Our Group
We focus on modeling, estimation, optimization, and control of energy storage systems, including batteries, supercapacitors, and flywheels, for electrified vehicles and renewable energy systems. Using energy storage as a bridge, we are thrilled to connect automotive, transportation, and power system communities through interdisciplinary projects and fill the gap between different energy sectors. Our lab is committed to advancing efficient, reliable, and sustainable power and transportation systems, contributing to a greener future.

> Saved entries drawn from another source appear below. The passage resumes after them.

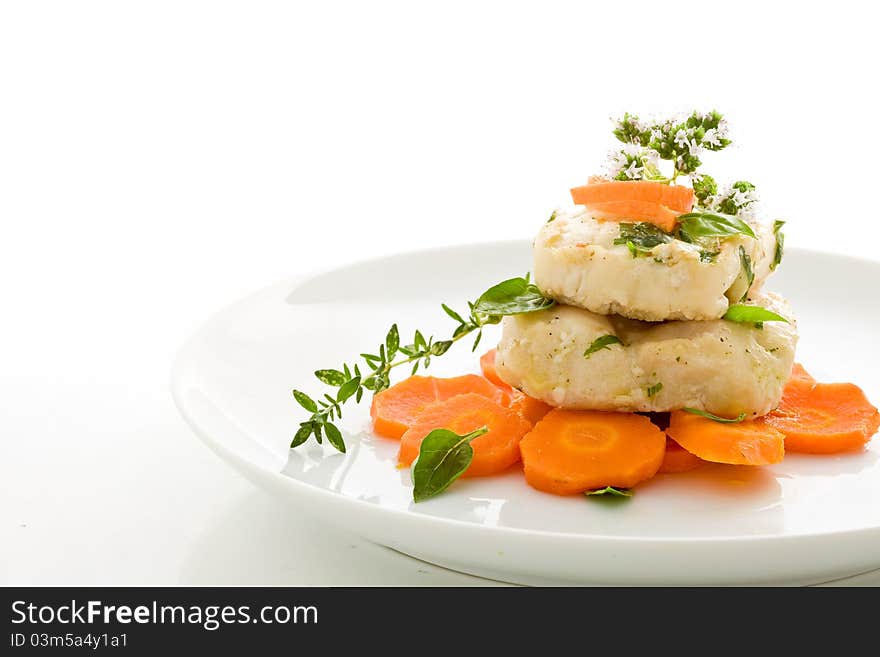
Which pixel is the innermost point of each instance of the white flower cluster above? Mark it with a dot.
(631, 161)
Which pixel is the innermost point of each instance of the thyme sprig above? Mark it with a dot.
(373, 373)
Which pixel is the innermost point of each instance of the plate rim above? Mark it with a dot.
(257, 473)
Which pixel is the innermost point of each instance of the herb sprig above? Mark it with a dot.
(373, 373)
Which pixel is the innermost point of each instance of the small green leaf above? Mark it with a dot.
(641, 238)
(739, 312)
(454, 315)
(440, 348)
(695, 225)
(305, 430)
(746, 263)
(443, 457)
(603, 342)
(512, 297)
(348, 389)
(780, 244)
(392, 342)
(477, 341)
(610, 490)
(716, 418)
(332, 377)
(334, 437)
(305, 401)
(419, 341)
(372, 359)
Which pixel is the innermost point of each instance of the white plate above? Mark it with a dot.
(809, 519)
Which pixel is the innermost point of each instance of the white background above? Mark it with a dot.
(161, 159)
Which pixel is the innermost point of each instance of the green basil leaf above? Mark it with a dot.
(332, 377)
(739, 312)
(746, 263)
(334, 437)
(642, 237)
(780, 244)
(512, 297)
(454, 315)
(716, 418)
(348, 389)
(611, 491)
(441, 347)
(443, 457)
(305, 401)
(603, 342)
(392, 342)
(305, 430)
(696, 225)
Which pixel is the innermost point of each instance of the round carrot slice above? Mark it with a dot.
(674, 197)
(653, 213)
(494, 451)
(798, 373)
(824, 418)
(530, 408)
(572, 451)
(677, 459)
(394, 410)
(741, 443)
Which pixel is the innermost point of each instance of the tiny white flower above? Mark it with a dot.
(681, 139)
(742, 199)
(711, 137)
(632, 171)
(650, 156)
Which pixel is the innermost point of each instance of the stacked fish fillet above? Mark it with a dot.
(669, 348)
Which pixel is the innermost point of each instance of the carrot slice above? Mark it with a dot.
(635, 200)
(530, 408)
(652, 213)
(743, 443)
(675, 197)
(487, 365)
(677, 459)
(798, 373)
(396, 409)
(494, 451)
(572, 451)
(824, 418)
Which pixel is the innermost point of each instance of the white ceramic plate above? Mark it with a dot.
(809, 519)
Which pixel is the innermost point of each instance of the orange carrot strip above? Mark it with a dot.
(800, 374)
(824, 418)
(636, 211)
(675, 197)
(394, 410)
(573, 451)
(677, 459)
(494, 451)
(743, 443)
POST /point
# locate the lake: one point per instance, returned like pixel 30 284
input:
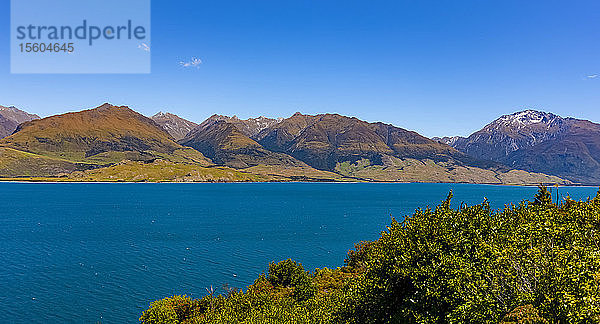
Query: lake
pixel 89 253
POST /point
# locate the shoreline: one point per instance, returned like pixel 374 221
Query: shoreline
pixel 290 182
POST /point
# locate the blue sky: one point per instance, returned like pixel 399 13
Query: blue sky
pixel 436 67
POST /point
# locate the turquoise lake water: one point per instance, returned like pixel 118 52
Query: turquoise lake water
pixel 89 253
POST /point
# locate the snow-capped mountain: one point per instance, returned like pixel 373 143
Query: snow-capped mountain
pixel 250 127
pixel 173 124
pixel 541 142
pixel 11 117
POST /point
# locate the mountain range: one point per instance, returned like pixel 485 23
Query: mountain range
pixel 11 117
pixel 538 141
pixel 111 143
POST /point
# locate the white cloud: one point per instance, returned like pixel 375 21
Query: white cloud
pixel 144 47
pixel 194 63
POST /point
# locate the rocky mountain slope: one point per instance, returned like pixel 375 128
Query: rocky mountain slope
pixel 173 124
pixel 111 143
pixel 90 139
pixel 347 147
pixel 11 117
pixel 223 141
pixel 540 142
pixel 249 127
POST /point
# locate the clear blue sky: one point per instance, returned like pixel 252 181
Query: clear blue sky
pixel 436 67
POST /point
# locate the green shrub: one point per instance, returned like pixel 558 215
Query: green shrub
pixel 289 274
pixel 443 265
pixel 176 309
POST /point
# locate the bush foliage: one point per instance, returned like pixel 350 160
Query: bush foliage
pixel 536 262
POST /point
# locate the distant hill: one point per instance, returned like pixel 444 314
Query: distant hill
pixel 90 139
pixel 11 117
pixel 173 124
pixel 336 145
pixel 540 142
pixel 249 127
pixel 222 141
pixel 111 143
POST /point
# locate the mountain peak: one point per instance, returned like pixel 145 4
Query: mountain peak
pixel 173 124
pixel 524 118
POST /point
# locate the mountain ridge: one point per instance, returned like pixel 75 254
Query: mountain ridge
pixel 535 140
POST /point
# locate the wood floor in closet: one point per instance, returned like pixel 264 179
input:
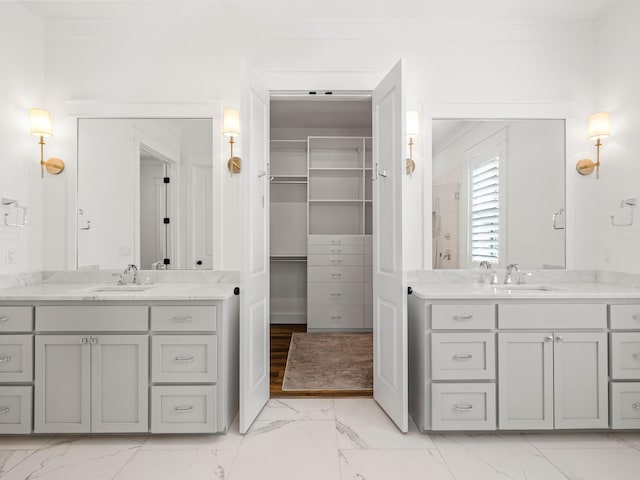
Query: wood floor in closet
pixel 280 339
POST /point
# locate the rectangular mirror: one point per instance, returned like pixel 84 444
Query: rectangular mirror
pixel 498 193
pixel 145 193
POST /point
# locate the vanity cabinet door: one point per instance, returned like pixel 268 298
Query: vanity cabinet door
pixel 119 383
pixel 62 391
pixel 525 381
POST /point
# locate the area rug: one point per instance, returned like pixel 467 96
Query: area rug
pixel 329 361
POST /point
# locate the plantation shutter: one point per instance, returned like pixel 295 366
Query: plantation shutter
pixel 485 211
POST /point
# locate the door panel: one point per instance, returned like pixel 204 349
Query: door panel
pixel 389 285
pixel 254 296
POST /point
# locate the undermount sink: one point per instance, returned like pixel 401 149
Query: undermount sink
pixel 121 288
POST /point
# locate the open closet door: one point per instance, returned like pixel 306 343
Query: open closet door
pixel 390 376
pixel 254 296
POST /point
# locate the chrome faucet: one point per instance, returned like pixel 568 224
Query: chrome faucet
pixel 123 280
pixel 510 268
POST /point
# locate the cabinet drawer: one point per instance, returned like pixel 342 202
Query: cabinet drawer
pixel 108 318
pixel 335 250
pixel 16 319
pixel 16 358
pixel 463 406
pixel 625 405
pixel 335 274
pixel 336 240
pixel 552 316
pixel 184 358
pixel 336 260
pixel 339 293
pixel 15 409
pixel 469 356
pixel 184 409
pixel 184 318
pixel 625 317
pixel 336 316
pixel 625 356
pixel 463 317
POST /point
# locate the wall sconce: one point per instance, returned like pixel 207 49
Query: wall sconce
pixel 231 129
pixel 413 130
pixel 40 126
pixel 598 129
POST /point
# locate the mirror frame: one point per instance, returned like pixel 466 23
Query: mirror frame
pixel 500 111
pixel 149 110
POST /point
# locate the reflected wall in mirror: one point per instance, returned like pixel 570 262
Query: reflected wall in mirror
pixel 498 193
pixel 145 193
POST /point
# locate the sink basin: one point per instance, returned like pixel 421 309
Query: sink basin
pixel 121 288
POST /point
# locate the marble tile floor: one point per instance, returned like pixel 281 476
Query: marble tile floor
pixel 325 439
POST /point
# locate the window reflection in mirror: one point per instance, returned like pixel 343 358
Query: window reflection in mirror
pixel 145 193
pixel 498 193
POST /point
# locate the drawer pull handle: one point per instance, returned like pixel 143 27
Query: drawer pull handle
pixel 184 408
pixel 185 358
pixel 462 356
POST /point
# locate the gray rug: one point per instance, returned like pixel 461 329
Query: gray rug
pixel 329 361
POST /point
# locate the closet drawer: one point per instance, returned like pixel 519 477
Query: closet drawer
pixel 625 405
pixel 335 250
pixel 552 316
pixel 463 317
pixel 625 317
pixel 625 356
pixel 336 316
pixel 183 318
pixel 111 318
pixel 463 406
pixel 458 356
pixel 16 358
pixel 336 240
pixel 335 293
pixel 183 409
pixel 16 319
pixel 15 409
pixel 335 260
pixel 184 358
pixel 335 274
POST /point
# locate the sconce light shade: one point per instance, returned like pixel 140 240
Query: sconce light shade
pixel 231 123
pixel 413 124
pixel 599 126
pixel 40 123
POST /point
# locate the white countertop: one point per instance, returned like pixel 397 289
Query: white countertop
pixel 88 292
pixel 556 291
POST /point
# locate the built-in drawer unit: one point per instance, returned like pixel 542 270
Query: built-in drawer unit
pixel 16 319
pixel 625 405
pixel 625 355
pixel 463 317
pixel 184 358
pixel 552 316
pixel 92 318
pixel 625 317
pixel 16 407
pixel 463 356
pixel 463 406
pixel 183 318
pixel 16 358
pixel 183 409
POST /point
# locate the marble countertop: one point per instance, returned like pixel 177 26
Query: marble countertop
pixel 546 291
pixel 104 291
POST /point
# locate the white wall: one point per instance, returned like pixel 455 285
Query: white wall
pixel 21 88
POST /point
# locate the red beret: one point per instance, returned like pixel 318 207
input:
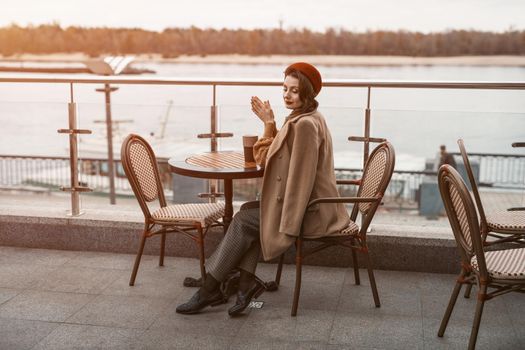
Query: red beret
pixel 310 72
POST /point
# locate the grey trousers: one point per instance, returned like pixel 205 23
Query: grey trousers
pixel 240 247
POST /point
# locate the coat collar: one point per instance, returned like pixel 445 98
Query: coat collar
pixel 283 133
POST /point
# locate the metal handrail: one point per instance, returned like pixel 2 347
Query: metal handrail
pixel 485 85
pixel 214 83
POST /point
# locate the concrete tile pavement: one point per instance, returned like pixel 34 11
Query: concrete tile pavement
pixel 52 299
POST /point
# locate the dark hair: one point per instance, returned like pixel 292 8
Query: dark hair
pixel 306 93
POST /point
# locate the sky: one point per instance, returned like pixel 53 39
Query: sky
pixel 318 15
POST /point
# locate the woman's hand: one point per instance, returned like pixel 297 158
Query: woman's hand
pixel 263 110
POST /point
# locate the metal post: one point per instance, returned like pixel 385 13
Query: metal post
pixel 213 140
pixel 109 132
pixel 366 145
pixel 73 158
pixel 72 131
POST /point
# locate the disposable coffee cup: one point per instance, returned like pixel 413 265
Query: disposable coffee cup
pixel 248 141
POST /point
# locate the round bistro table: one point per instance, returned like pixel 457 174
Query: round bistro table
pixel 221 165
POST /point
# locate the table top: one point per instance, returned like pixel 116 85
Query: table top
pixel 216 165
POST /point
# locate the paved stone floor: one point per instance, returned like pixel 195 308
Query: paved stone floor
pixel 81 300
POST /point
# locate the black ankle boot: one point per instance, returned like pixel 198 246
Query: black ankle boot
pixel 244 298
pixel 200 300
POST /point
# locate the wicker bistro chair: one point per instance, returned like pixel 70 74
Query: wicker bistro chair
pixel 140 166
pixel 372 186
pixel 504 226
pixel 501 270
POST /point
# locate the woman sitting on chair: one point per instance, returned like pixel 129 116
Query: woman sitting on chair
pixel 299 167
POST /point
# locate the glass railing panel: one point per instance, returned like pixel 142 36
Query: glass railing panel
pixel 33 156
pixel 172 131
pixel 417 136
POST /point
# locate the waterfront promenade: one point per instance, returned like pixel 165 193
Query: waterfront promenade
pixel 52 299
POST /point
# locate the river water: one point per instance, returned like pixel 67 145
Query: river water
pixel 416 121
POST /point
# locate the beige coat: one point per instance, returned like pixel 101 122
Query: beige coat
pixel 299 168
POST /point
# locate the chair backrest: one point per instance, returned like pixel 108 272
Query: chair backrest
pixel 474 186
pixel 140 166
pixel 376 176
pixel 462 216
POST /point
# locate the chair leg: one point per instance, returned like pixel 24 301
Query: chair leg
pixel 356 267
pixel 467 291
pixel 137 259
pixel 450 307
pixel 202 258
pixel 477 317
pixel 298 271
pixel 279 270
pixel 162 248
pixel 372 279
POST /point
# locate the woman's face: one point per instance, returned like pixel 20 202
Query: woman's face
pixel 291 93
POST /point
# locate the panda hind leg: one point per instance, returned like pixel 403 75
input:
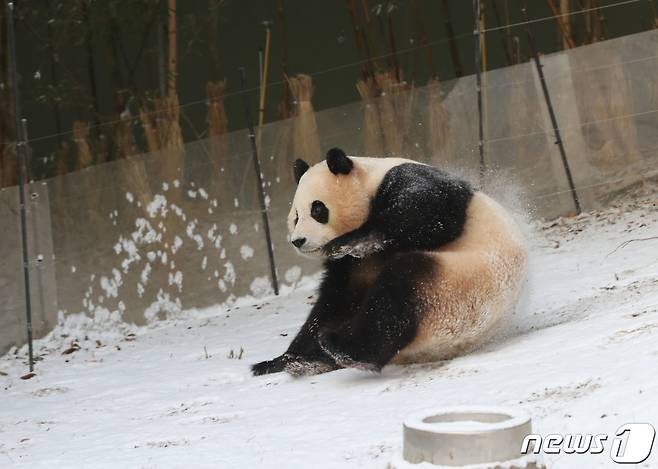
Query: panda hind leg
pixel 388 318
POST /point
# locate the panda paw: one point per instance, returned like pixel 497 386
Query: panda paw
pixel 340 247
pixel 328 343
pixel 309 368
pixel 275 365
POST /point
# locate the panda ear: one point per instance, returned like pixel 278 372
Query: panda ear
pixel 338 161
pixel 299 167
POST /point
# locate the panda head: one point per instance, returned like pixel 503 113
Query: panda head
pixel 331 200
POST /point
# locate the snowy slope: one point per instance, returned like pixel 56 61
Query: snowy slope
pixel 581 356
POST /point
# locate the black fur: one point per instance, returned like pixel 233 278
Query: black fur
pixel 299 167
pixel 416 208
pixel 338 162
pixel 319 212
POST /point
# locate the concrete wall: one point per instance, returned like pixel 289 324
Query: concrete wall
pixel 145 238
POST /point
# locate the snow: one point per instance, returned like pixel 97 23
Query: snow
pixel 579 356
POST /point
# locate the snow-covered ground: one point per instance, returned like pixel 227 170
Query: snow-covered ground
pixel 580 356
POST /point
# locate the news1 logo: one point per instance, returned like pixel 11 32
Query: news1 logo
pixel 631 444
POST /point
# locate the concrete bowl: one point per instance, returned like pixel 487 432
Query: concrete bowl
pixel 465 435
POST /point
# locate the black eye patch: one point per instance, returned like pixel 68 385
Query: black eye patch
pixel 319 212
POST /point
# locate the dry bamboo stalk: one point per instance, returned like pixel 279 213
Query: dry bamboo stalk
pixel 80 136
pixel 124 137
pixel 171 66
pixel 566 30
pixel 148 124
pixel 394 110
pixel 306 142
pixel 567 38
pixel 217 119
pixel 373 144
pixel 217 124
pixel 440 143
pixel 161 122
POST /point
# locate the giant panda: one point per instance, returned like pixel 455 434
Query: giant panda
pixel 419 265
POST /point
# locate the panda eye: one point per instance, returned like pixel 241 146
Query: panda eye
pixel 319 212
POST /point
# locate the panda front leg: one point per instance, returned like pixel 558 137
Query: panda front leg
pixel 388 318
pixel 359 243
pixel 304 355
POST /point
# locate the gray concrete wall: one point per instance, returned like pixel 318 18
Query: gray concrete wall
pixel 144 238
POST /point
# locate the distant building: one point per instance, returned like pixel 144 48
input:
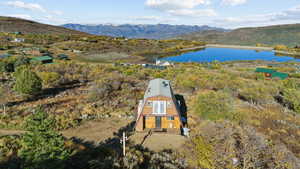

Openings: Our lab is looking for passionate and highly motivated Postdoc Researchers and PhD students. Several positions will be available in energy storage areas, including but not limited to:
- Advanced Battery Management System:
- Physics-informed machine learning for battery condition monitoring
- State and parameter estimation at battery string and pack levels
- Novel power electronics solutions for managing substantial, heterogeneous battery cells
- Data-driven methods for: 1) detecting cell-level faults in battery packs; 2) estimating battery remaining useful life; and 3) fast evaluating/classifying the used battery cells
Preferred Qualifications: Applicants are expected to have BS/MS/PhD degrees in Electrical Engineering, Control and Automation, Power and Energy, Applied Mathematics, Automotive Engineering, or other related fields.
Prospective candidates, including visiting PhD students in related areas, are welcome to contact Dr. Song at [email protected] with your CV, transcripts, and a 1-page cover letter introducing your research background and interest. Please kindly note that due to the high volume of inquiries, I may not be able to respond to everyone. However, I will carefully review each email and will get back to you ASAP if your qualifications align well with current opportunities.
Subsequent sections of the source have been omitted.